Ingredients For Summer Sunday Morning Peach Coffee Cake
- 1/2 cup brown sugar
- 1/4 cup maple syrup
- 3/4 cup peach yogurt
- 1 very ripe banana, mashed
- 1/4 cup butter, melted
- 1 egg, beaten
- 1/2 cup steel cut oats
- 1 cup all-purpose flour
- 3/4 cup whole wheat flour
- 2 teaspoons baking powder
- 1/2 teaspoon baking soda
- 2 teaspoons ground cinnamon
- 1/4 teaspoon salt
- 1 cup chopped ripe peach
- 1/2 cup chopped pecans
- 1/2 cup whole wheat flour
- 1/4 cup brown sugar
- 1/4 cup butter, melted
- 1 pinch ground cinnamon
How To Prepare Summer Sunday Morning Peach Coffee Cake
It takes 25 minutes to prepare, 40 minutes to cook & gets ready in 2 hours 15 minutes. It offers 9 servings.
Steps:
- Preheat an oven to 375 degrees F (190 degrees C). Grease a 9×9-inch baking pan.
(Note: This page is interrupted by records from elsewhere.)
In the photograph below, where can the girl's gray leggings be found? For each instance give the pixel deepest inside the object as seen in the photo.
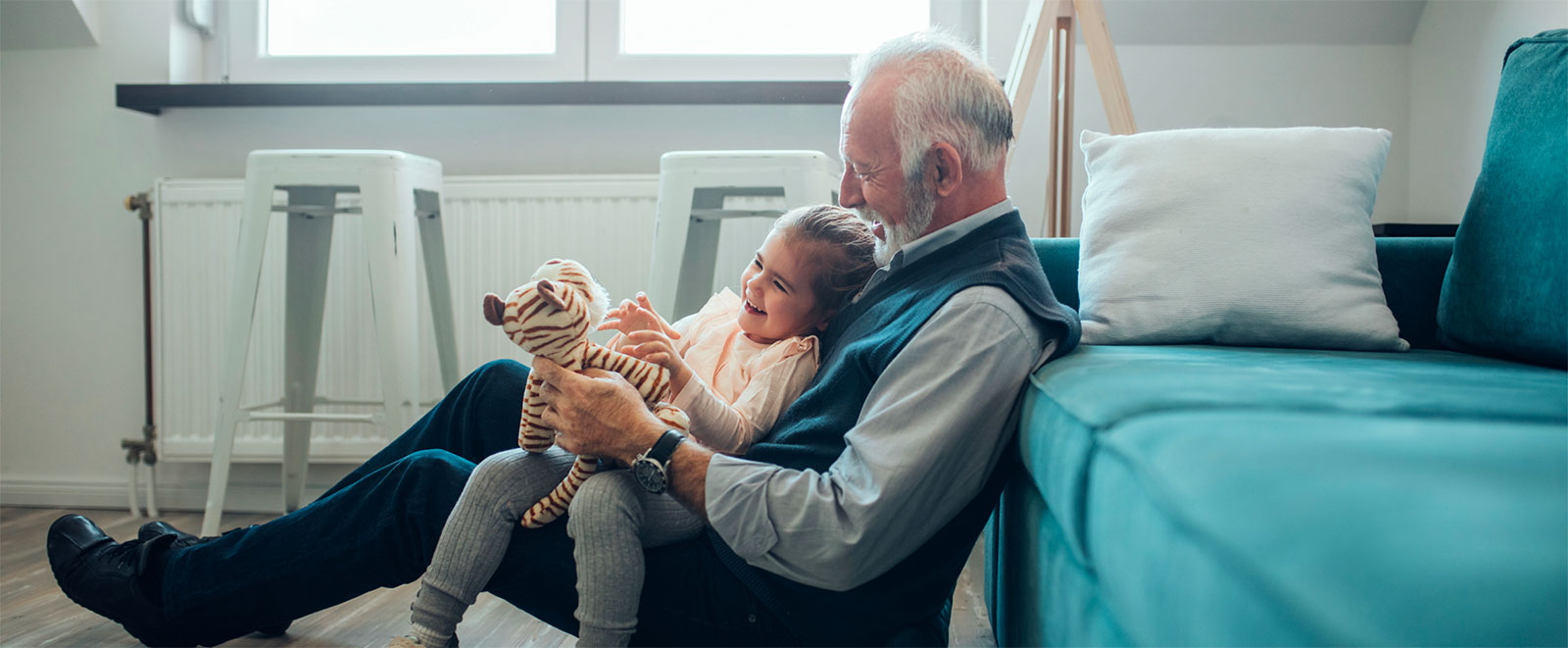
(612, 518)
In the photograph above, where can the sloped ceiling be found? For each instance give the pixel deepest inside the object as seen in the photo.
(47, 24)
(1262, 23)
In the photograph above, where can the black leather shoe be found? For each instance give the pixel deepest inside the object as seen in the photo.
(104, 576)
(159, 527)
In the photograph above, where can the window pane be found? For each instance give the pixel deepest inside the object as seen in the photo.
(797, 27)
(410, 27)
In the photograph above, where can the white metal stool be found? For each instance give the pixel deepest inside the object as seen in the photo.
(692, 190)
(400, 201)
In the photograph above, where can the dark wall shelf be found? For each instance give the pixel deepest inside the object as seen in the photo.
(156, 98)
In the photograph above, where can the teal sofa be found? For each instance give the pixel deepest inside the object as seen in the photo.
(1200, 494)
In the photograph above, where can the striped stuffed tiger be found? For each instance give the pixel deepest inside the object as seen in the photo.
(551, 318)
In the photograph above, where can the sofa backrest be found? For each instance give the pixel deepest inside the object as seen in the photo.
(1505, 292)
(1411, 279)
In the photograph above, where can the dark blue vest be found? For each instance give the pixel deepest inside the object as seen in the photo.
(809, 435)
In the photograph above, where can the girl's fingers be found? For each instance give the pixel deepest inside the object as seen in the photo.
(642, 300)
- Mix together 1/2 cup brown sugar, maple syrup, peach yogurt, banana, 1/4 cup melted butter, egg, and oats in a large bowl until well blended. Allow mixture to rest until the oats have softened, 10 to 20 minutes. Combine all-purpose flour, 3/4 cup whole wheat flour, baking powder, baking soda, 2 teaspoons cinnamon, and salt in a bowl. Stir the flour mixture and peaches into the banana mixture until just combined. Pour the mixture into the prepared baking pan.
- Mix the pecans, 1/2 cup whole wheat flour, 1/4 cup brown sugar, 1/4 cup melted butter, and a pinch of cinnamon in a bowl. Spread pecan mixture over the cake batter.
- Bake in the preheated oven until a toothpick inserted into the center comes out clean, 40 to 50 minutes. Cool in the pan for 10 minutes before removing to cool completely on a wire rack.